Masks of Hamlet

In Alan Howard's eccentric Hamlet (1970), the possibility of violence always threatened. His black-clad figure stood out startlingly from the white dress of the rest of the cast, and his behavior was similarly unaccommodating. "Few modern Hamlets have felt the tragedy more deeply." (Nottingham Evening Post, 6.5.1970) Or reacted against the court more discordantly. His director, Nunn, saw Hamlet as a "study in alienation, with a deep gulf between thought and will, will and performance." Descriptions of Howard's action suggest a mind if not diseased then dangerously distracted. "The Prince is a manic-depressive ....... Both Ophelia and the Queen are in danger; his attack on Polonius is the fiercest in memory." (Birmingham Post, 6.5.1970)

I found myself agreeing with the Daily Telegraph that Howard had discovered one of the secrets of acting: he always kept one wondering what he would do next. This is, of course, also Hamlet's own secret: he is unpredictable, not only to the audience, but also, deliberately, to Claudius. The more irrational Howard-Hamlet seemed, the more dangerous he was. As the irrational adolescent he was doubly disturbing: he united the alarm of the unreachable, uncontrollable mind with the anarchism of youth.

Howard was able to give a direction to the character's mysterious eccentric growth.One observer saw

the full development of the human being. Act by act his Hamlet moves from a pathetic, waif-like child to a semi-unbalanced, role-playing adolescent, and finally to the quiet certainty of new-found maturity.
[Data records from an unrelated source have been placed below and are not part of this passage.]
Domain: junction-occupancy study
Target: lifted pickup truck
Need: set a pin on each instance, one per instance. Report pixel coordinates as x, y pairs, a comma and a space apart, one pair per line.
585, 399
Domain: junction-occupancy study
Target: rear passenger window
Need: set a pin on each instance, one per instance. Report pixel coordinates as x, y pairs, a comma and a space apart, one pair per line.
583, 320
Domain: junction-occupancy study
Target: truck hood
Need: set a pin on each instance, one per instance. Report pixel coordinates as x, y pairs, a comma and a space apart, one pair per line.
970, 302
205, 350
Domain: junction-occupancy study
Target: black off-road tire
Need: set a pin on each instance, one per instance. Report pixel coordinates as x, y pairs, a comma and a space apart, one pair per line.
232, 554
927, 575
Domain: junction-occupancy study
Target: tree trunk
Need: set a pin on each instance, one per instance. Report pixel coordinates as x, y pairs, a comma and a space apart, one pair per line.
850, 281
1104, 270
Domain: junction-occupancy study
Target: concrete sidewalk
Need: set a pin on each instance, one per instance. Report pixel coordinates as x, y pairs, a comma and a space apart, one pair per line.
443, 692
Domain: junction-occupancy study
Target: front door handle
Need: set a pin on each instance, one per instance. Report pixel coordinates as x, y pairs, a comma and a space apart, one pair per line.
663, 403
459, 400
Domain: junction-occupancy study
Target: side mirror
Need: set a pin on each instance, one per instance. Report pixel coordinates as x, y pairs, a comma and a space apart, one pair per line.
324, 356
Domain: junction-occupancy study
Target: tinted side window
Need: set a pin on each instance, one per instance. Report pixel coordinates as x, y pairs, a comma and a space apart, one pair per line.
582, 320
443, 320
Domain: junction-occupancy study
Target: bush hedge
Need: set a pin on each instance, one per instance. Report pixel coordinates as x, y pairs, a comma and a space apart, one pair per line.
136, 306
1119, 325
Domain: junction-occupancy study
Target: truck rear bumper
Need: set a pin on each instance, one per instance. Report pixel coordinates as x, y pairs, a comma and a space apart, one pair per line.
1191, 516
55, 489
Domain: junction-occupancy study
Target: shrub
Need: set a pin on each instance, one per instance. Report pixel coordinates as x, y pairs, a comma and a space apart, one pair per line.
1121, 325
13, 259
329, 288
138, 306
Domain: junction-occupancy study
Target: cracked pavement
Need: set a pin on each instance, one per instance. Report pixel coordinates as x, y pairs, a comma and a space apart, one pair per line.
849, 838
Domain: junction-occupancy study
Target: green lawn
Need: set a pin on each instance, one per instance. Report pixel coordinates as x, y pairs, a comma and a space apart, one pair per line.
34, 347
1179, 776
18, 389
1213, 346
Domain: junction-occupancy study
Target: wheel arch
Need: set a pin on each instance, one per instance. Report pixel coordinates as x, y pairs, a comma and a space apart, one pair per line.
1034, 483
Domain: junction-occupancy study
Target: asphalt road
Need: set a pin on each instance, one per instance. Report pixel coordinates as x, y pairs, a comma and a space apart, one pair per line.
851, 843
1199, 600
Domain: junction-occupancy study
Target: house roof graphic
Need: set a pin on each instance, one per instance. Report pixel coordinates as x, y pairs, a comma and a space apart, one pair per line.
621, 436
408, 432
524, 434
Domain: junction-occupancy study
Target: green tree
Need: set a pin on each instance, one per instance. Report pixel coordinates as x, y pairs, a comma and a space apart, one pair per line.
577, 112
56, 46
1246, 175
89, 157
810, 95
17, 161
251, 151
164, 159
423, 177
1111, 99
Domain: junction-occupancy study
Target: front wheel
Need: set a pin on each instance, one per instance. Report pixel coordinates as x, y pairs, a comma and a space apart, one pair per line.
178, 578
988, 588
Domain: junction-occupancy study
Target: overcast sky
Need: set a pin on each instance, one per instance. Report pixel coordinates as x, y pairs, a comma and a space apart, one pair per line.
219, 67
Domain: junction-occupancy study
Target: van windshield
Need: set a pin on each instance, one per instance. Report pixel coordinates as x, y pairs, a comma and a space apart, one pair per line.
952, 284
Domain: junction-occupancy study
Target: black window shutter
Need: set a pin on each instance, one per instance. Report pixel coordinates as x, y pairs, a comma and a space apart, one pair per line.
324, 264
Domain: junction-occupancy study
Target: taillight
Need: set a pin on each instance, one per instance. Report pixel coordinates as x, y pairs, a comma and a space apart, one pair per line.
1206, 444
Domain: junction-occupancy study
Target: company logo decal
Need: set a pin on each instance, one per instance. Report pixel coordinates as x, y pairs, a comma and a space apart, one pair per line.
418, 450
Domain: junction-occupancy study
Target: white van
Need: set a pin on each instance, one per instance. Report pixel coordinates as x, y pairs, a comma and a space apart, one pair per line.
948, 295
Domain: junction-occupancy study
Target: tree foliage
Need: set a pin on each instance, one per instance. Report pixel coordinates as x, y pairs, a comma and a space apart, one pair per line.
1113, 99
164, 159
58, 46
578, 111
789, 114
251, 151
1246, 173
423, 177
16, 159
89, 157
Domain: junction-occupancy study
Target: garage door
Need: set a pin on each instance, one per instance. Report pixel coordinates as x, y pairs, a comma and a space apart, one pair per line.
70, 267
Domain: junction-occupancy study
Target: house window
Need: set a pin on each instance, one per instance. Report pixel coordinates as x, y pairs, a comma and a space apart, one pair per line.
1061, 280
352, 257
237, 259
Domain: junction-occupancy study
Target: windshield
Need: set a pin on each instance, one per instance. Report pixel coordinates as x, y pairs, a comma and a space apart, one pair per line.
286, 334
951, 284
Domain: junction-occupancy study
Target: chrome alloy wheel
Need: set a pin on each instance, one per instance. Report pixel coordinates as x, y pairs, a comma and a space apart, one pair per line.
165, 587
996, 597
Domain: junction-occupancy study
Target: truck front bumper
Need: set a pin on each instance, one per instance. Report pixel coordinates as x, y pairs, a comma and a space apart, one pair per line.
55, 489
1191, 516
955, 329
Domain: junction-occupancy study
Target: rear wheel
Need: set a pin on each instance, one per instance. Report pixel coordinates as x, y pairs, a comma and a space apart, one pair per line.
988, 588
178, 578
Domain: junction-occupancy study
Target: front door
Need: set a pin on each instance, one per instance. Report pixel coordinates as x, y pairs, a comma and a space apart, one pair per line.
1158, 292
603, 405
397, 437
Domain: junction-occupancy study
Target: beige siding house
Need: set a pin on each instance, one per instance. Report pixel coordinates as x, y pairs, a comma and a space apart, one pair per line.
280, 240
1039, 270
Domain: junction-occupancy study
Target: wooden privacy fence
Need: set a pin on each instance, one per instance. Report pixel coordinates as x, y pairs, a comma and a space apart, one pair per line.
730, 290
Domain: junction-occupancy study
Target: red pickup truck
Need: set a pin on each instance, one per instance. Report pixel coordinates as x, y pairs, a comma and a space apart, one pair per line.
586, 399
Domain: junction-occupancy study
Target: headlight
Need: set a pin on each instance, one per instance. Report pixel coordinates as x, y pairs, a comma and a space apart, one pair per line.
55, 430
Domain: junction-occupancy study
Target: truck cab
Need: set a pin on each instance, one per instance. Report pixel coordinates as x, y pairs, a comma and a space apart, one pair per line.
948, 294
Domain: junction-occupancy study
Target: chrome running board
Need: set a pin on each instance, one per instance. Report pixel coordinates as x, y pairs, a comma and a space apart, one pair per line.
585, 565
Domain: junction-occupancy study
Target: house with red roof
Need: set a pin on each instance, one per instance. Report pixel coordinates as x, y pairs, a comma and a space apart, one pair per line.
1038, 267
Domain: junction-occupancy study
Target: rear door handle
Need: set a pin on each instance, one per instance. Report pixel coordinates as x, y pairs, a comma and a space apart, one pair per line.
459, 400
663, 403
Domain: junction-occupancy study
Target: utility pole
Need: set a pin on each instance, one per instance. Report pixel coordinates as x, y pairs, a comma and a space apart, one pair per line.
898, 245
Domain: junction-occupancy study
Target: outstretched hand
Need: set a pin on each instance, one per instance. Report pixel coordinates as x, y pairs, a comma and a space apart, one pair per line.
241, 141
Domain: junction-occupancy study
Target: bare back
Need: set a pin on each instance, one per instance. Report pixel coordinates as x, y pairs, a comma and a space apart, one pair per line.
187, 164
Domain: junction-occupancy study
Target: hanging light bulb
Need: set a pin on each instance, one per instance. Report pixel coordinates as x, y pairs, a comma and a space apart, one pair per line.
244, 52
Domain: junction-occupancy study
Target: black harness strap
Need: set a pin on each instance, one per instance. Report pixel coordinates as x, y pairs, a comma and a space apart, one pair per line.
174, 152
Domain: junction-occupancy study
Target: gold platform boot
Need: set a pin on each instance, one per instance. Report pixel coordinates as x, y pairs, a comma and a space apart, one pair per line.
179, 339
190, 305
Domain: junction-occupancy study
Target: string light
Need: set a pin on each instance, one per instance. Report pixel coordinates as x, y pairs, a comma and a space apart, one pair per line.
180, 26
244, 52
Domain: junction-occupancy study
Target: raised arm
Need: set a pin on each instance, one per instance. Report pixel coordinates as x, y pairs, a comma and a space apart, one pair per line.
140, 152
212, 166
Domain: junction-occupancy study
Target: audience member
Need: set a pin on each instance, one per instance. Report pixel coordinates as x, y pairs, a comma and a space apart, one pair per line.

Howard told me he felt Hamlet's transformation began when the player's speech showed him the way to release himself, then continued in the loosening of pressure after the Mousetrap, and finally in the "trip" to England, where he

went through his Gethsemane. At first Hamlet was close to madness: but when he came back, the rest of the court is maddened, and he is sane.

The Masks of Hamlet, pp.151-152, Marvin Rosenberg, University of Delaware Press, 1992.